Tomas Matza is Associate Professor of Anthropology at the University of Pittsburgh. His first book, Shock Therapy: Psychology, Precarity, and Well-Being in Postsocialist Russia (2018), draws on fieldwork in St. Petersburg, Russia, where he explored the psychotherapy boom that followed the collapse of the Soviet Union. This involved ethnographic research in psychological assistance organizations for children and adults, media analysis, and extensive interviews. The book examines how new ideas and practices of selfhood, and what he calls “precarious care,” have emerged alongside Russia’s political and economic transformations following the collapse of the USSR. Shock Therapy describes the various political afterlives of psychotherapeutic care, which is now practiced as: a marketable commodity, a technique of biopolitical management, and a means to personal healing. These transformations in the nature of care have, in turn, turned the “self” into a site of political and economic production, providing practitioners with new forms of geographic and class mobility, but also creating new means of social differentiation among clients.

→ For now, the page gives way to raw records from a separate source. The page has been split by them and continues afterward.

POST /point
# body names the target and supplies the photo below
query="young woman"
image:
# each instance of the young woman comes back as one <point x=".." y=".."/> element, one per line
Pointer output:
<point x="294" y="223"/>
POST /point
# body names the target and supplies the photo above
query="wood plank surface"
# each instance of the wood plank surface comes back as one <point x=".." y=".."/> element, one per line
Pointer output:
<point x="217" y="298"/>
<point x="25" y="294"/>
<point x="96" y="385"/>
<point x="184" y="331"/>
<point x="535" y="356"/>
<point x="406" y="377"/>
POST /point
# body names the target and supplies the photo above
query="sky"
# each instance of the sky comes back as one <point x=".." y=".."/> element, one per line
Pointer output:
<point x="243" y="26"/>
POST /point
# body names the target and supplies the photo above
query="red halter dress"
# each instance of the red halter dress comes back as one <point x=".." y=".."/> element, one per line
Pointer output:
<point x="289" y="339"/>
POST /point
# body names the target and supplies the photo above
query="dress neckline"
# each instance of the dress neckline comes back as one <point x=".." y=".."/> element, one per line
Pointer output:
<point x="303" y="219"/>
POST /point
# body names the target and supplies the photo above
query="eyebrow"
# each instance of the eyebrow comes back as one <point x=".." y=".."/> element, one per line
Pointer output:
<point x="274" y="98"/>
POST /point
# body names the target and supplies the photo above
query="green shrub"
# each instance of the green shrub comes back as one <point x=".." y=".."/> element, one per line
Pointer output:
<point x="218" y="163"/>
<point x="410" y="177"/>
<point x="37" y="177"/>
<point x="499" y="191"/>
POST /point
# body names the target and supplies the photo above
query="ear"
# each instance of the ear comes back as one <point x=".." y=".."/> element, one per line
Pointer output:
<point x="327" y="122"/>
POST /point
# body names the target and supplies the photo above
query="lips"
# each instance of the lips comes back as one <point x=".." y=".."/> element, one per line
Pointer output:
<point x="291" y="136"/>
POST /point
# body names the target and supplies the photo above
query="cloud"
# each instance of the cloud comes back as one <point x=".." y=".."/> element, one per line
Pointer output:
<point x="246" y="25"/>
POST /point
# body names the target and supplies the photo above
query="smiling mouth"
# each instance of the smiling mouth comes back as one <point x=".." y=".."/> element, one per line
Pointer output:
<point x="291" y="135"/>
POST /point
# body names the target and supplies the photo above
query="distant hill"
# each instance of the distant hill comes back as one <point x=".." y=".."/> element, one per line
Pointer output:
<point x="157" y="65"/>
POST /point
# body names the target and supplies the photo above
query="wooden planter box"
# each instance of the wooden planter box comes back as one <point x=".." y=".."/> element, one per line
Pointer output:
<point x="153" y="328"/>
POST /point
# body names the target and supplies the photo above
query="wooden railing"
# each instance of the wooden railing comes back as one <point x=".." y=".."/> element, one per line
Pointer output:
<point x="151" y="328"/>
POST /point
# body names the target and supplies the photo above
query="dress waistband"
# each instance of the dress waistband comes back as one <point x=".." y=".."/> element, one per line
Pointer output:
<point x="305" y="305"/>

The Work of Care in Russia

This speaker series, organized by Svetlana Borodina and co-sponsored by the IU Russian Studies Workshop, will explore how Soviet and post-Soviet Russian care workers have been sustaining lives, and why sometimes their efforts hurt rather than heal. Our speakers include historians and anthropologists who will discuss the global and domestic pressures and victories of post/socialist care work in Russia. We invite you to learn about the controversial work of Soviet defectologists, the operations of the notorious system of institutionalized care for disabled people in contemporary Russia, the labors of traditional Buryat healers, the mental health care industry, and the addiction treatment sector of Russian health care.